しかし、そんな梵天丸のことなど忘れたように、
「それは申し訳ございませぬ!!お館様も認める御仁との仕合い、見ること叶わぬ自体を引き起こしたのは全て未熟なるそれがしのせい!なんとお詫び申し上げればよいことか!!」
どこか芝居がかったような、しかし、目を輝かせてまさに口上を述べる様は本気。信玄の気に入りは身を乗り出し謝罪をする。

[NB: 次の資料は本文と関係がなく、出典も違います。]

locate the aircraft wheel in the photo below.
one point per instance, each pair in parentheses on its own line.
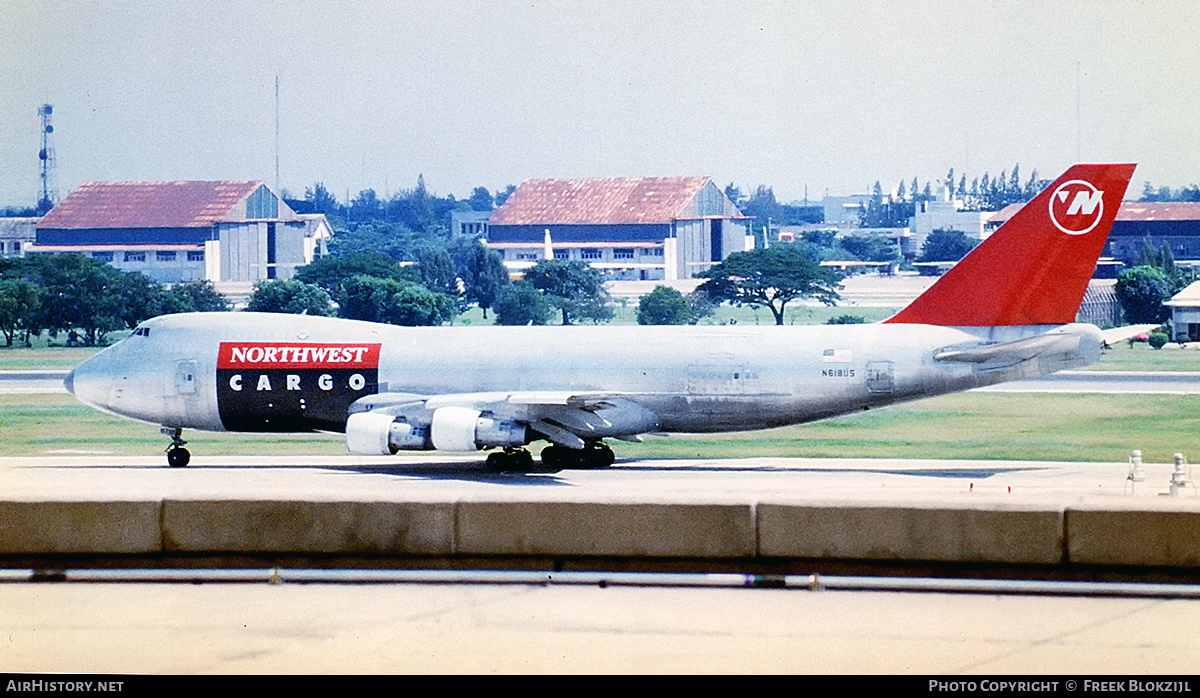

「詫びなどいらぬわ!若子よ、お主惜しいことをしたぞ、次こそは同席できるよう心しておれ!」
「うおおおぉ!お館様にそこまで言わせる仕合い、見ること叶わなんだことが悔やまれてなりませぬうううぅ!!」
小さな拳をにぎって咆える童に、信玄は豪快に笑った。
「して、若子よ。なぜにお前はそこにおるのだ?早う降りて来んか」
「も、申し訳ございませぬ、お館様!!実は申しますとそれがし、落ちていたうぐいすの雛を巣に戻したのでございますが、降りれんようになってしもうたのでございます!」
「誠、情けないことよ!だが若子よ。儂とともに戦場にて駆けるとあらば、そのような高所臆しておるようでは話にならんぞ!見事克服してみせよ!!」
「うおおおぉ!お館様ぁ!!それがし、そのような事にも気付かぬとは何たる不覚!!お館様のおっしゃるとおり、見事克服してみせましょうぞ!!」
「その意気じゃ、ならば来い!若子よ!!」
「分かりましてございます!!」
面白いくらい信玄公に煽られた童は意気揚々と、しがみつく事しか出来なかった枝の上に立ち上がる。その様子にぎょっとしたのは梵天丸だ。その高さ、受け止めることが出来なければ、小さくはない怪我をすることは必須。
「では、参る!!」
今まで下を覗けば顔を青くしていたとは思えない変わりようで、童は枝を蹴った。
そこに迷いや、戸惑いは一切なく、ただ己が望む先しか目に入っていなかった。

なびく髪と紅の衣が中を舞う。

梵天丸は瞬きすることもできず、その光景に魅入っていた。